When you first stated the problem, I understood that you "may" (instead of "must") flip one coin. The possibility of not flipping any coin definitely changes the problem. I know, for example, that it would be possible to solve for 3 squares. Have you given any thought to this variant of the problem?

I loved Matt’s description of the puzzle as coming up with the worst error correcting code ever. I would love to see another video on it.

2:23 *Him:* How do I solve this problem? *Me:* Just do meth! *Him:* WHAT

One of the best math channels out there. Change my mind

Only Grant would discuss this problem at a wedding 😂

Loved this puzzle. I came up with two related puzzles (both solvable). #1: Same goal and constraints, but the board is 6 x 6 with a D6 in each square. To communicate the special square to your partner, you must advance just one die by just one pip. (Advancing a 6 means bringing it back to 1). This can also be done with any board where the number of squares is a power of the number of possible states for each square. Advancing one square by one state (with wrap-around) is all you need. #2: The warden is going to give you a row of stacks of coins with the tiny key hidden beneath one of the stacks. You do not know in advance how many stacks there will be in this row or how high each stack will be. You have to communicate to your partner which stack hides the key by just placing a single additional coin on one of the stacks. You can discuss strategy in advance, but warden gets to listen and try to thwart.

It was at the 8:06 mark when I realized my chances of understanding the solution is next to nothing.

"Error correction is universally sexy!" Needs to be made into a t-shirt.

I have been eagerly awaiting a new 3B1B video and I just want you to know that I dropped everything to watch this.

These videos are super cool in helping me come up with puzzle designs in games. Ty so much for working on cool content and making it digestible

How to beat: >tell inmate "if i flip a coin, the square under has the key" >inmate guesses correctly >we both get out

Fun fact: The 1's and 0's at 2:20 are not random. They're the ASCII representation of "Do math!"; each row of 8 bits is one character of the message.

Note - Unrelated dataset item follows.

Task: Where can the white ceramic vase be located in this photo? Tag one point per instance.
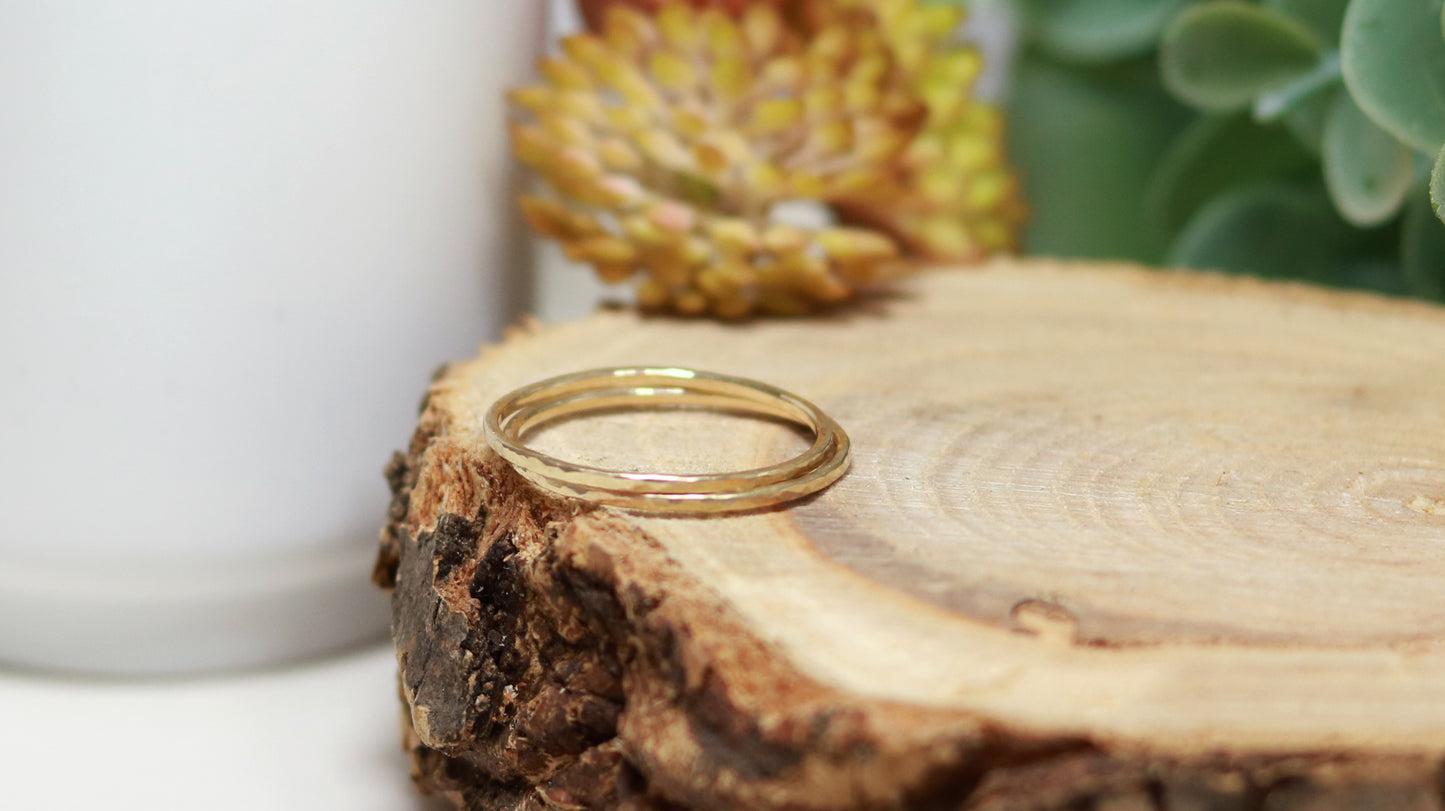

Grant: "Should I make a video about x?" Everyone: "Yes, do that, please."

I saw a short with no solution, so I watched an 18 min video for the solution, which sends me to an another video for the solution. Nice 👍🏾

Love the puzzle and the video!! Here is a fun variant of the puzzle. The warden leaves 91 coins (perhaps in a 7x13 array) randomly flipped. They hide a red key and a blue key under two squares of a standard 8x8 chess board. (Although they could both be in the same square.) The first player has to make exactly two flips (which could be flipping the same coin twice), and the second player has to be able to determine the location of the red key and the blue key (not just the pair of squares but identifying which key is where). Enjoy!

I'm not in the field of math or IT, so the error correction always looked to me like magic. I would be happy to watch you explaining how it really works.

"Not everyone is as interested in symmetrical ways to paint a 64-dimensional cube as I am..." - nonsense!

Thank you very much Grant for this fascinating journey, please make more videos about recreational maths puzzles! :D

Hello Grant! This was very relaxing especially during these times. I wanted to ask you if you would be doing videos on foundations of mathematics like mathematical logic, axiomatic set theory etc. It would truly be a gem to understand Godel's incompleteness theorems from your unique perspective.

@1:30 yeah, totally, that's how any wedding conversations i had go.

In the case of 3 coins there’s a simpler solution that doesn’t require math but it definitely doesn’t work for any other setup. “The key is under the unique coin” no matter what the initial setup is you can always make exactly two coins match which tells prisoner 2 that the unmatched coin has the key. This only works if you aren’t forced to flip a coin though

Man, the animations are amazing! The transitions in different dimensions, Even the detail of word colouring in different colours.

clever and clear explanation ! thanks for sharing this video

Prisoner 1 **Confidently walks in, flips a coin, leaves.** Warden **turns board 180 degrees** Prisoner 2 **Walks in, takes a guess, no key under the coin** **shocked pikachu face**

YES GRANT, WE WANT MORE VIDEOS ...ON ANYTHING! Doesn’t matter lol

This channel is the best! Please keep making this awesome content!

A gorgeous illustration of Maths as *pattern making* . "A mathematician, like a painter or a poet, is a maker of patterns. If his patterns are more permanent than theirs, it is because they are made with ideas." - G H. Hardy

You know what else is universally sexy? This channel

Okay, I understood the Introduction. Smooth sailing so far.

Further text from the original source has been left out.